「8.5.2」以外の是正処置とは?(H14年2月4週号)
 ISO9001:2000の「8.2.2 内部監査」の最後の節に「フォローアップには、とられた処置の検証及び検証結果の報告を含めること(8.5.2 参照)」と括弧付の「参照」が「8.5.2是正処置」に対してついている。したがって「とられた処置」について、「8.5.2」のd)e)f)が対応すると解釈される。これは、94年版の「フォローアップ監査活動では、取られた是正処置の実施内容とその効果を検証し....」と同じである。
 ところが、「8.2.3 プロセスの監視及び測定」で、「計画どおりの結果が出せない場合には製品の適合性の保証のために、適宜、修正及び『是正処置(corrective action)』をとること。」とあるが、ここには(8.5.2 参照)がない。では、ここにある「是正処置」は、ISO9000:2000の用語定義の「3.6.5是正処置」とは別の意味か、またISO9001:2000の「8.5.2 是正処置」と関係がないのか? 表現通り解釈すると、参照がないから、別の意味になる。もれであろうか。

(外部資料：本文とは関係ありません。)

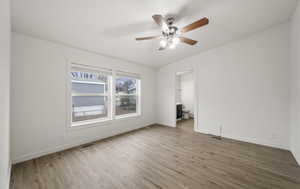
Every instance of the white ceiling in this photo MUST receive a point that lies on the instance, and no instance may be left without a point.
(109, 27)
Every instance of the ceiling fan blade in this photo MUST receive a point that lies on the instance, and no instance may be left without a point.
(161, 48)
(195, 25)
(147, 38)
(187, 41)
(159, 19)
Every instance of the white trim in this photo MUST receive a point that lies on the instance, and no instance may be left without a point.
(91, 68)
(127, 116)
(88, 82)
(111, 108)
(91, 122)
(69, 145)
(90, 94)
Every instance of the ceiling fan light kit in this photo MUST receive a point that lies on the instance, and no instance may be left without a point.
(171, 35)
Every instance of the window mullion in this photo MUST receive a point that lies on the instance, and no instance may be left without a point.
(113, 96)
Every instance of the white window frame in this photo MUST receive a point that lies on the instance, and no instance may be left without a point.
(111, 94)
(138, 97)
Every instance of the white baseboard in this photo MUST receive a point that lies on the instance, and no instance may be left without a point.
(253, 141)
(6, 182)
(59, 148)
(296, 155)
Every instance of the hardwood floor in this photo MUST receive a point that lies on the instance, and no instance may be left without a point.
(160, 157)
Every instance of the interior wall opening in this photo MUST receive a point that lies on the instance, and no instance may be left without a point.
(185, 100)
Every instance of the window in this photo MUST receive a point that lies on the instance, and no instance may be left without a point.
(91, 94)
(127, 97)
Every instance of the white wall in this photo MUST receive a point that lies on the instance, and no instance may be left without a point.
(243, 86)
(187, 91)
(295, 86)
(39, 110)
(4, 93)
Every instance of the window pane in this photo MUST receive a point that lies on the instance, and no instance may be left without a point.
(89, 107)
(125, 85)
(88, 87)
(125, 105)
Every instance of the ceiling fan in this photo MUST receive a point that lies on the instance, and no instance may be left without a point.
(171, 35)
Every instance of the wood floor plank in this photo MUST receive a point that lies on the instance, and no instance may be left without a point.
(160, 158)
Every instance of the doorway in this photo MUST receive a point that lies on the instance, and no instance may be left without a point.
(185, 101)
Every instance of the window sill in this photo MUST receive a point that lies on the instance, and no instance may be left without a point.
(133, 115)
(102, 122)
(91, 123)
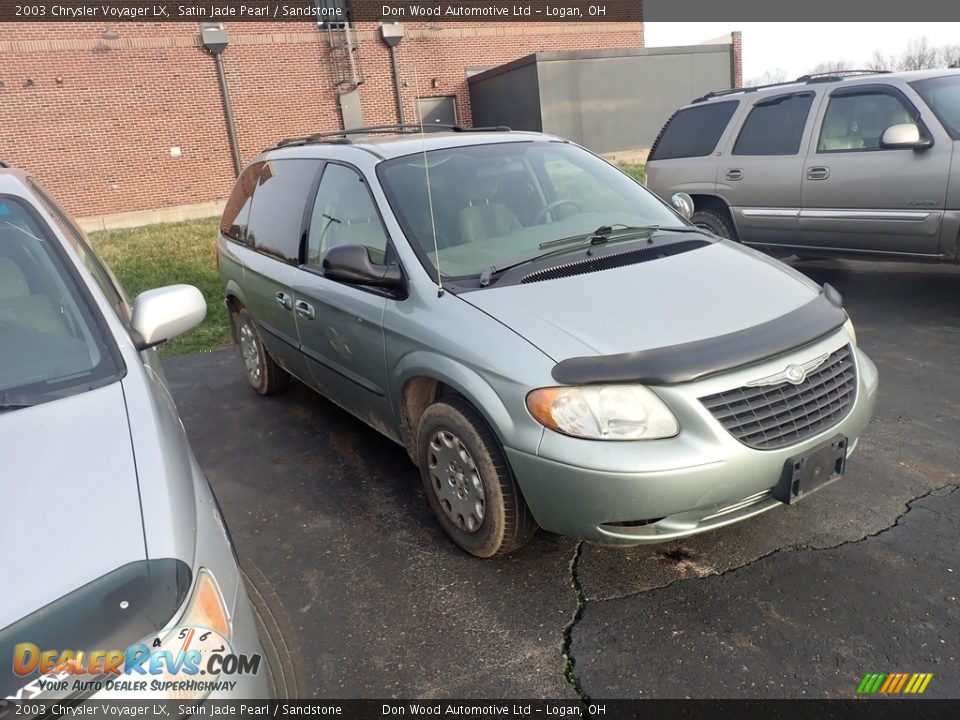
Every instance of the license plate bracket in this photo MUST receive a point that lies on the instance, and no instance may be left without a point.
(808, 472)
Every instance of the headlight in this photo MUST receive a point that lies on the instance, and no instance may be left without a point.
(202, 630)
(848, 326)
(603, 412)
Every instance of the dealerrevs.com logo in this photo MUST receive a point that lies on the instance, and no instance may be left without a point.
(187, 658)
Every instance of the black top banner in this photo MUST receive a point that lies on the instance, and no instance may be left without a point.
(118, 11)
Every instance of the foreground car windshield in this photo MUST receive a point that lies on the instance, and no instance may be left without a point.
(496, 204)
(50, 344)
(943, 95)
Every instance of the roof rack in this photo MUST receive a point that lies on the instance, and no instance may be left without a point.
(343, 136)
(810, 79)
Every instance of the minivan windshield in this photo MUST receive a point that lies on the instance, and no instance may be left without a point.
(496, 204)
(942, 94)
(50, 342)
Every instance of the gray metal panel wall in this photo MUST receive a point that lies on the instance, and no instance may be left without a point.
(509, 98)
(603, 99)
(615, 103)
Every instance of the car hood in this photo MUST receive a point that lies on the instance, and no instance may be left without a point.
(711, 291)
(69, 489)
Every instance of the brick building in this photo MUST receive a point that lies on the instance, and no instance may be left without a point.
(129, 118)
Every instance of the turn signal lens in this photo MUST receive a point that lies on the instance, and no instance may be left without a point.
(603, 412)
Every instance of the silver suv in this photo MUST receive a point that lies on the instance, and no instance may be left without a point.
(840, 163)
(551, 343)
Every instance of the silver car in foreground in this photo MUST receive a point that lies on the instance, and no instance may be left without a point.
(551, 343)
(111, 538)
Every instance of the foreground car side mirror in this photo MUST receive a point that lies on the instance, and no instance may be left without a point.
(164, 313)
(683, 204)
(905, 135)
(352, 264)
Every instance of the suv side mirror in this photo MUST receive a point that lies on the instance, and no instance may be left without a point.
(683, 204)
(352, 264)
(164, 313)
(905, 135)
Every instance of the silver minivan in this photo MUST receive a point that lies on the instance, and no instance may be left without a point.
(552, 344)
(855, 163)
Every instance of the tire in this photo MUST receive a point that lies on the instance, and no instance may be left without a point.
(282, 655)
(715, 222)
(485, 517)
(264, 375)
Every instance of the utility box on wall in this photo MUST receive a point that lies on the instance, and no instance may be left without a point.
(605, 100)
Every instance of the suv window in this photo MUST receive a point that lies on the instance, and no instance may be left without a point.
(280, 197)
(856, 120)
(775, 126)
(694, 131)
(236, 213)
(344, 214)
(942, 94)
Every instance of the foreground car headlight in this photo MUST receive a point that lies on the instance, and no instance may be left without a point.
(603, 412)
(848, 326)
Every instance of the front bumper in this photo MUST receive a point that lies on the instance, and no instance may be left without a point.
(631, 493)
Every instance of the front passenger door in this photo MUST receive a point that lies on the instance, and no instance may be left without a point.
(859, 196)
(340, 325)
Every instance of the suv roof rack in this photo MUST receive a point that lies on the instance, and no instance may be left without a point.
(343, 136)
(810, 79)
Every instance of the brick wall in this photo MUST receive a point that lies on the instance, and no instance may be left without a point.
(95, 118)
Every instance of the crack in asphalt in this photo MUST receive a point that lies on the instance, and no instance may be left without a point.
(569, 662)
(788, 548)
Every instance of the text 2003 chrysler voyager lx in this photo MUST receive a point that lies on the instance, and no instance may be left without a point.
(593, 364)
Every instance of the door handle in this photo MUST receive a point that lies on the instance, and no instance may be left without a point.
(304, 310)
(284, 300)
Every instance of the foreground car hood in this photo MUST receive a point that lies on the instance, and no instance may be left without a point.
(711, 291)
(69, 492)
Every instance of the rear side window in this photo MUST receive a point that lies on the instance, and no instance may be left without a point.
(279, 202)
(236, 213)
(693, 131)
(775, 126)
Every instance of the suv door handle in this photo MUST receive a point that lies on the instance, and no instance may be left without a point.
(304, 310)
(284, 300)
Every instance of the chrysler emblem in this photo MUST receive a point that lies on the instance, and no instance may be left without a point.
(793, 373)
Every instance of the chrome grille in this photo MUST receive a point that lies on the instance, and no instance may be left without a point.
(773, 416)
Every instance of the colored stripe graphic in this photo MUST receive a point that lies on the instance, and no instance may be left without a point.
(894, 683)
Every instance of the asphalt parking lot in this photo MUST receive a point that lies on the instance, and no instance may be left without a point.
(863, 576)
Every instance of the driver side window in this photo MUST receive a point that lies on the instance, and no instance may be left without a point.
(856, 122)
(344, 214)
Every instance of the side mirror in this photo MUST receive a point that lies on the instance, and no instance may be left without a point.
(164, 313)
(906, 135)
(683, 204)
(352, 264)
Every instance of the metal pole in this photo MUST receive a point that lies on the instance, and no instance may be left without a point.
(396, 83)
(228, 111)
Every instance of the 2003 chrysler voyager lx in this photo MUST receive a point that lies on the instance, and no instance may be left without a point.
(553, 345)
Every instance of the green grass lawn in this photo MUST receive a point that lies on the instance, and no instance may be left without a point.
(166, 254)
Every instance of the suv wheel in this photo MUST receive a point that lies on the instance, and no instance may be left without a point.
(715, 222)
(264, 374)
(469, 484)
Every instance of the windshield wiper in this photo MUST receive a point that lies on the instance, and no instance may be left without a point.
(598, 237)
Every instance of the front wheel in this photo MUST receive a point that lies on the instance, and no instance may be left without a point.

 もし「8.5.2 是正処置」と同じ意味なら、このプロセスの監視についても、「適切な場合」「8.5.2 是正処置」で要求されているa)からf)の処置を行う必要があることになる。例えば、機械が故障するとすると、「計画どうりの結果」が達成できないことになる。これは「不適合」ということになる。「製品の適合性を保証するための」「修正」とは復帰修理である。これは「6.3 インフラストラクチャー」の1つである機械の「インフラストラクチャーを明確にし、提供し、かつ維持すること」に関係する。「(参照6.3)」がつくと明確である。
 さらに、プロセスの「是正処置」は、その不適合である故障の原因を追求し、再発防止の対策を立てることになる。例えば、故障の原因が機械内部に外部からの異物が詰まったとすれば、フィルターを設置するなどの改善となる。しかし、不良品が出ないようになっているトヨタ生産方式の「ニンベンのついた自動化」機械(自動停止機械)の停止では、「是正処置」は「製品の適合性を保証のための是正処置」でなく、単なる復帰に過ぎない。